By Elizabeth White
Elizabeth White provides an insightful review of Modest Livelihood, an exhibition on display at Centre Vox in Montréal. Brian Jungen and Duane Linklater’s 16mm film is on view until November 1, 2014. This collaborative film follows the artists and Jungen’s uncle as they embark on a series of hunting trips from Fort St. John, BC. More information can be found on the Centre VOX website.
Shown in a dark room peopled by three benches and viewers alone, the focus of the silent film by Duane Linklater (Omaskêko Cree) and Brian Jungen (Swiss and Dane-zaa First Nation) is internalized, suggesting that the set-up is Modest Livelihood proper: its environment, its fall trees and winter snow. The set-up is not the room, a museum or a frame. This lack of a frame hints at the limits and lack thereof of the work. There are conceptual frameworks the collaborative video is likewise resisting.
The moose hunt is depicted in strikingly calm, peaceful silence. The quiet is abounding in unknowable, personal familiarity of the land and the hunt shared in secretive silence. What is viewed is intimate; what one feels — inclusion or exclusion — is intimate as well. Jungen and Linklater’s work makes room for the inner activity of the work and the viewer. The silence of the video is activated by its situation in VOX Gallery. The presentation in this artist-run gallery with the mission statements to “support research and presentation initiatives as well [as] enable artists, exhibition curators and other researchers to contribute to art experimentation, to reflection and to development of multiple forms of critical discourse around image-making and exhibition practices” underscores the intent of the work to draw the viewer into the video and out of the discursive practices that have delivered considerable violence to the conception of the Aboriginal self and identity.
Brian Jungen and Duane Linklater, Modest Livelihood, still, 2012, silent Super 16mm film transferred to Blu-ray, 50 min. Courtesy of the artists and Catriona Jeffries Gallery, Vancouver.
The men hunt within the discursive practices attempting to define them as well as within the ruling of their land materialized by the wire fences between hunting grounds and oil rigs. Coming up to and looking beyond a wire fence, Linklater, Jungen, his uncle, and the cameraman are pushing seriously up against supposedly “natural categories of existence.” The intimacy of silence situates attention in the movement of the hunters navigating the land, prodding the earth in search of sure footing, walking, waiting then shooting the moose so subtly that the viewer is unaware of the climactic moment. Once more, the men exercise an understanding quite unknown to the viewer. They navigate the body of the moose with care and precision. This moment offsets the assumed object of the film: the kill. The latter does not end the hunt. The brunt of the activity lies in the processing of the moose’s body. The men then drive off bringing every part of the hunt and the moose with them, leaving nothing behind but entrails and wire fences.

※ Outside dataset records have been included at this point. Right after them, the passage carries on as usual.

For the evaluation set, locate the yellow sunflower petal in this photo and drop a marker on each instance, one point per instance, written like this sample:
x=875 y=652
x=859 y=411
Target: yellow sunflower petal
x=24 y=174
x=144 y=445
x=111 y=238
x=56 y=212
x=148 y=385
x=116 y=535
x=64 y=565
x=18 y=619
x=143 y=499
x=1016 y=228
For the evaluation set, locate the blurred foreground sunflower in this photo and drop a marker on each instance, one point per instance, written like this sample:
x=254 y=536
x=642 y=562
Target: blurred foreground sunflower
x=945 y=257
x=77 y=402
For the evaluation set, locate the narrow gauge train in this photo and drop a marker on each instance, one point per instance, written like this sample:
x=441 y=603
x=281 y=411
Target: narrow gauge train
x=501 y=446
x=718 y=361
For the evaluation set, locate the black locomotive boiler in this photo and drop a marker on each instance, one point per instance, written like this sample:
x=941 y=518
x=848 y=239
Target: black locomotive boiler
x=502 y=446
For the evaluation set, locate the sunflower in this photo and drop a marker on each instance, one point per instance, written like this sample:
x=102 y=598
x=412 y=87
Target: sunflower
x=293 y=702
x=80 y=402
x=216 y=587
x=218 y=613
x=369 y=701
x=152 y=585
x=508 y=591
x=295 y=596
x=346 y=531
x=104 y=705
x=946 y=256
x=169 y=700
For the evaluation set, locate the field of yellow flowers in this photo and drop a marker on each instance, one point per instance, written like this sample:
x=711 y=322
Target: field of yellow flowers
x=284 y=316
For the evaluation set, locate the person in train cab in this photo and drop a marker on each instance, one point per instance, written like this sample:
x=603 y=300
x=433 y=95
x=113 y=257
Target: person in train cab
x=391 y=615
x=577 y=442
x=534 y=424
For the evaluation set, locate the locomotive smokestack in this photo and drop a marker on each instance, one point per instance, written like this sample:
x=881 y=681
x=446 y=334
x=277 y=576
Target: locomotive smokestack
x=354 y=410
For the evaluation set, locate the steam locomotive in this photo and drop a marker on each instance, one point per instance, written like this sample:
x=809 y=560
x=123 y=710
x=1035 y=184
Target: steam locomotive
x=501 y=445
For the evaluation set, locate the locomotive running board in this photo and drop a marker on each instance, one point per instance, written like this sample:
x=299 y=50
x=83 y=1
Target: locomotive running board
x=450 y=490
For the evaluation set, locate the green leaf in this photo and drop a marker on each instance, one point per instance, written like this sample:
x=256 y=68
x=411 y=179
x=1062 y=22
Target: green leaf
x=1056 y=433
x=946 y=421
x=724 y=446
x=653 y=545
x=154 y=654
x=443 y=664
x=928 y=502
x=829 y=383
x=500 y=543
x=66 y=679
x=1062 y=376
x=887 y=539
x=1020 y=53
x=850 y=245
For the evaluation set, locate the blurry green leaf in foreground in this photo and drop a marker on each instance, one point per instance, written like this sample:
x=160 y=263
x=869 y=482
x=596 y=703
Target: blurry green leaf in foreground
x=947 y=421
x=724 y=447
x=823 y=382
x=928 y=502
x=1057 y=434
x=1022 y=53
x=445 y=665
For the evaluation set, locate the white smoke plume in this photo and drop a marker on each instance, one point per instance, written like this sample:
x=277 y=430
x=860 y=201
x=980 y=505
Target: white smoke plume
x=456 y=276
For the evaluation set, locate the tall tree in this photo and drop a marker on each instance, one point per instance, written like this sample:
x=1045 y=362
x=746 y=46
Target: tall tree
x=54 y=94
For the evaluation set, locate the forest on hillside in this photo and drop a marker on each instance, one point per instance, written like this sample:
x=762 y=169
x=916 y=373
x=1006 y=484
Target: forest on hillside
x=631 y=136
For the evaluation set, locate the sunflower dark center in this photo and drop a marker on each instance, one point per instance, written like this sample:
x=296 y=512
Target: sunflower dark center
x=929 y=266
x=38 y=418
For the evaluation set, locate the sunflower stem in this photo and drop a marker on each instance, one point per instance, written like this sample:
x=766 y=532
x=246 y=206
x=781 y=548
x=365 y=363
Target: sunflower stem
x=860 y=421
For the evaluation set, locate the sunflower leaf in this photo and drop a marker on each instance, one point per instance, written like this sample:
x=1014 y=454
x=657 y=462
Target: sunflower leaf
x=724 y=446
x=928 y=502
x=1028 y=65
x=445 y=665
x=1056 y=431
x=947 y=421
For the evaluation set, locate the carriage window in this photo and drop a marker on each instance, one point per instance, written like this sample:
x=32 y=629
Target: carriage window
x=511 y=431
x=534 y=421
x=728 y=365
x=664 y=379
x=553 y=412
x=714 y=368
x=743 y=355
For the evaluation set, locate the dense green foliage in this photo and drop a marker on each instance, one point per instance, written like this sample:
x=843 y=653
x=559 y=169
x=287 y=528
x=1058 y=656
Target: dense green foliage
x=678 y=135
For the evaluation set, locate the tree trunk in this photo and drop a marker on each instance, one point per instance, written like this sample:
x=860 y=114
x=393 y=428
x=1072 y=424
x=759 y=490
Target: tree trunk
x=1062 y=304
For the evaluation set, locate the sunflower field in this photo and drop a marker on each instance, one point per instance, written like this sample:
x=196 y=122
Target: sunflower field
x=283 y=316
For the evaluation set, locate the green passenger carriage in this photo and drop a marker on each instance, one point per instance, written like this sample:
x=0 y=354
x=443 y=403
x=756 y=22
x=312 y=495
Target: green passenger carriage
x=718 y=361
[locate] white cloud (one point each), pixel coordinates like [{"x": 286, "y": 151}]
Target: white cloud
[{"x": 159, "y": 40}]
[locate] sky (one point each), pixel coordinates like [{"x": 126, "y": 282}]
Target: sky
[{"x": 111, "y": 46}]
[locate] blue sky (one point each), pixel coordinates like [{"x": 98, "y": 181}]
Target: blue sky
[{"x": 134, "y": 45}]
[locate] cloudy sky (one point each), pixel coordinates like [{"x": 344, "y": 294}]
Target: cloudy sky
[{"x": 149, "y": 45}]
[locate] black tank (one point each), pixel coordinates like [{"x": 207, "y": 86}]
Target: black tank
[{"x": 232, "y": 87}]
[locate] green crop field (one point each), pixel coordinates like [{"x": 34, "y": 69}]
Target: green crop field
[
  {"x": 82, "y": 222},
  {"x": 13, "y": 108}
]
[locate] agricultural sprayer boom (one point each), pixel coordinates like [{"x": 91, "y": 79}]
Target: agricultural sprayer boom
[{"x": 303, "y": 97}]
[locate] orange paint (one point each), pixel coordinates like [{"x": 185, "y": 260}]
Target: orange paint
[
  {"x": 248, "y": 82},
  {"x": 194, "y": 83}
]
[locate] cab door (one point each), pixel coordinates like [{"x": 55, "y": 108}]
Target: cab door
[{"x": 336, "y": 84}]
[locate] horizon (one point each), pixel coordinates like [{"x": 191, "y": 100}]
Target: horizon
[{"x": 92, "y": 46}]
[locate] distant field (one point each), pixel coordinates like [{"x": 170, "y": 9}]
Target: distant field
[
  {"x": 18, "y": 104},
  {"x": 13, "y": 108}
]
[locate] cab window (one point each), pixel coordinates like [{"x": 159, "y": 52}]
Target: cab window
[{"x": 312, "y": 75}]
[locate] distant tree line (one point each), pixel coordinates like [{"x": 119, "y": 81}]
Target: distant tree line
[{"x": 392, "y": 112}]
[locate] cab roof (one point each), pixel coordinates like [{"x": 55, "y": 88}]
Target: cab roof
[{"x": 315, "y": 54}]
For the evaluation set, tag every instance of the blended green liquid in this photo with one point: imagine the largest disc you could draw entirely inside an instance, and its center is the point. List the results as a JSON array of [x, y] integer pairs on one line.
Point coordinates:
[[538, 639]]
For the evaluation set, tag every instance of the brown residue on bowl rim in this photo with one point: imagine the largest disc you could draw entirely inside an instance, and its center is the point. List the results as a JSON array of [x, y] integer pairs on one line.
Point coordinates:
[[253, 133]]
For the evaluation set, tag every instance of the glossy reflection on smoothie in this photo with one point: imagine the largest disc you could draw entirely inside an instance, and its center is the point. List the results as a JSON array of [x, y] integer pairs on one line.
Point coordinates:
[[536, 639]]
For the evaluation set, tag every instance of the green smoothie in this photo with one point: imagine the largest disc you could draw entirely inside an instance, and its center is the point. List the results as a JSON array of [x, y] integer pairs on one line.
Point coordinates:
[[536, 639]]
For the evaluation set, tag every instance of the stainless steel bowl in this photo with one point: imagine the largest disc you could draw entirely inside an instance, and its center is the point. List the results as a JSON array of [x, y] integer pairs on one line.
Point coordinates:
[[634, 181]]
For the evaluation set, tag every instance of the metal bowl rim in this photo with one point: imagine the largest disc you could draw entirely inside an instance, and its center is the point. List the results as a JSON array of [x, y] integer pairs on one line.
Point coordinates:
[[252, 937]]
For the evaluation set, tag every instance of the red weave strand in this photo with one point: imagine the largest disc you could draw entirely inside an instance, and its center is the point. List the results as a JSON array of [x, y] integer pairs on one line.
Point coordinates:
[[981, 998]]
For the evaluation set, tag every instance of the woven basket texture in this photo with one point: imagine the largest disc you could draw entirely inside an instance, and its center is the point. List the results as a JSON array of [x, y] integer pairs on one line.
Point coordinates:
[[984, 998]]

Discourse and silence are remobilized to emphasize the intimate, personal nature of Indigenous identities. Silence, however, introduces tension between the viewer and the work by suggesting that the knowledge of the hunt and of the land is sealed inside the work, leaving the viewer at a loss. In this way, there is a separation between the viewer and the individuals, who, by being allowed in, are capable of navigating the mountainous, densely-forested landscape. There is no place for institutional or discursive violence — or speech at all — in Modest Livelihood.
 Bonita Lawrence, “Gender, Race, and the Regulation of Native Identity in Canada and the United States: An Overview,” inHypatia, Vol. 18, No. 2, 2003, p.4.